J.A. Moy-Thomas

James Alan Moy-Thomas (September 12 1908 - 29 February 1944) was a British palaeontological ichthyologist.

Son of Alan Moy-Thomas and his wife Gertrude, he was born in London. He had a younger brother Edward and an older sister Joan Caroline. He was educated at Eton and at Christ Church, Oxford, where he graduated with a first class degree in zoology in 1930[1]

He authored numerous papers on palaeontological ichthyology.

In 1933 he married Joy Mitchell in Wharfedale, Yorkshire.

In 1941 he was granted a Commission in the Special Duties Branch (i.e. intelligence) of the RAF.[2] His service number was 66643. He died in a motor vehicle accident in 1944[3] and was buried in Cambridge.[4] An obituary was published in The Times,[5] and another by Edwin Stephen Goodrich was published in Nature[6]

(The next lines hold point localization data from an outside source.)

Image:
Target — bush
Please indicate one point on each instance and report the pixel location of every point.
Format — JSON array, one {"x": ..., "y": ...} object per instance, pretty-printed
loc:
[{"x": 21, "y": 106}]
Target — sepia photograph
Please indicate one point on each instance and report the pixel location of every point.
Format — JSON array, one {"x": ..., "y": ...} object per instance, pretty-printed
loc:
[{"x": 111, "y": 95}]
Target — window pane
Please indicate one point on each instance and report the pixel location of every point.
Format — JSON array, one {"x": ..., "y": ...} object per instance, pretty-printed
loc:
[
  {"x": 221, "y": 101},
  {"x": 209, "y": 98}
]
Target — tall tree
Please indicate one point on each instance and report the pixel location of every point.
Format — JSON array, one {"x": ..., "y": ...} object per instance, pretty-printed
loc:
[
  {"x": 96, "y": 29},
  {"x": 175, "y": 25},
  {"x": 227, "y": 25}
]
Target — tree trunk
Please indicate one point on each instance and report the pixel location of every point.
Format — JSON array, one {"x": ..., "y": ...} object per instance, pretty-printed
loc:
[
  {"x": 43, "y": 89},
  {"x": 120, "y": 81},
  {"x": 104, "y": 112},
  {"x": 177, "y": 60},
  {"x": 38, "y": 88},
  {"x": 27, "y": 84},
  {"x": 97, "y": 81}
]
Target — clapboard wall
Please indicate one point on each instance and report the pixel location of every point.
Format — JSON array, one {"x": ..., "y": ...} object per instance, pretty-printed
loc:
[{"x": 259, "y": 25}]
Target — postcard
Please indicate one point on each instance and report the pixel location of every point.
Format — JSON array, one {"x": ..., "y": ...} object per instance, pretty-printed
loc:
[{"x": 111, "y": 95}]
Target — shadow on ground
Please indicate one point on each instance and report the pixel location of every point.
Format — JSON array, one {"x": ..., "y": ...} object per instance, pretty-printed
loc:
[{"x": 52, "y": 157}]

The genus Jamoytius is named after him.

His brother Edward died later that year on active service in the Netherlands during Operation Market Garden[7]

References

  1. http://www.chch.ox.ac.uk/cathedral/memorials/WW2/james-moythomas
  2. https://www.thegazette.co.uk/London/issue/35190/page/3387
  3. Deaths on Active Service. The Times March 4, 1944; pg. 1; Issue 49796.
  4. http://www.cwgc.org/find-war-dead/casualty/2651389/MOY-THOMAS,%20JAMES%20ALAN
  5. The Times 4 March 1944: page 7.